The key is to keep the preparation and cooking simple. Just cut the squash to size, give a light coating of rapeseed or other vegetable oil (not olive oil the oven temperature is too high and olive oil with burn and smoke), season and roast. There are many types of seasoning that go well with squash – sage is also wonderful – the below is for inspiration. The size of the slices will affect how long the squash takes to cook and how much sugar is released and baked. The size, bakking temperature and time will all affect the final flavour.

Cooking squash with the skin on retains moisture and flavour. You can eat most squash skins – with the exception of the larger tougher, thicker skins – and they are pretty tasty and add texture. But if you do want to remove the squash skins they come off very easily once roasted and cooled.
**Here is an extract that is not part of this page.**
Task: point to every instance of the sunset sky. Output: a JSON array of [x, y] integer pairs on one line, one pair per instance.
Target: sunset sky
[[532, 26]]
The savoury seasoning of rosemary and chilli I have used here is great with a gluten free pasta dish, served with other roasted seasonal vegetables or made in to a soup… Unseasoned you can use is sweet dishes.

The best bit of the squash are the seeds. DO NOT THROW THE SEEDS AWAY! The seeds are full of useful minerals and are delicious, nutty and moreish.

Difficulty easy
Serves 4-6
Preparation time 10 mins
Cooking time 50 mins

Ingredients
3 mini squash of your choice
3 tablespoons rapeseed oil (or more depending upon the size of your squash)
2 sprigs fresh rosemary
1 dried red chilli (optional – leave out for nightshade free or reduce if you don’t like heat)
1 tablespoon Maldon sea salt
0.5 tablespoon freshly ground black pepper

Method – Roasted Squash
1. Preheat oven to 210 C. Clean the squash and slice. I have taken a different approach for all three. Two I have sliced ‘around the equator’ and one I have sliced from the ‘north to south pole’ – how you prepare will depend upon your preference and how you will use the squash
2. Scoop out the seeds and place them in a small bowl – do not throw them away (see cooking instructions below). These really are the best (and most nutritious) part of the squash. Slice the squash if you wish too. I have sliced one into eight
3. Finely chop around two sprigs of fresh rosemary and one whole dried chilli
4. Take each bit of squash and coat in the rapeseed oil. I find the easiest way to do this is put a tablespoon or so in the palm of your hands, pick up the squash and rub the oil in. You want to coat the inside and outside of the squash
5. Place the squash in a roasting tin and sprinkle two of the squash liberally with the rosemary and chilli and salt and pepper. The other squash I will leave unseasoned as I will be making a pudding with this
6. Place in the oven for 50 minutes. Check the squash after 40 minutes as varying sizes will take different times to cook
7. Once golden and very soft remove from oven and cool. Ready to eat as a side or in a whole host of delicious recipes.



Method – Roasted Squash Seeds
1. Whilst the squash (as method above) is baking take the seeds from all the squash and add a tablespoon of oil and mix to lightly coat the seeds

2. Season with left over rosemary and chilli and salt and pepper. Or with a seasoning of your choice tamari and chilli also works really well

3. Spread evenly on a flat baking sheet and bake in the same oven as the squash (210C) for 10-15 until dark and crispy
4. We usually eat them fresh from the oven but they keep in a jar in the fridge for a few days.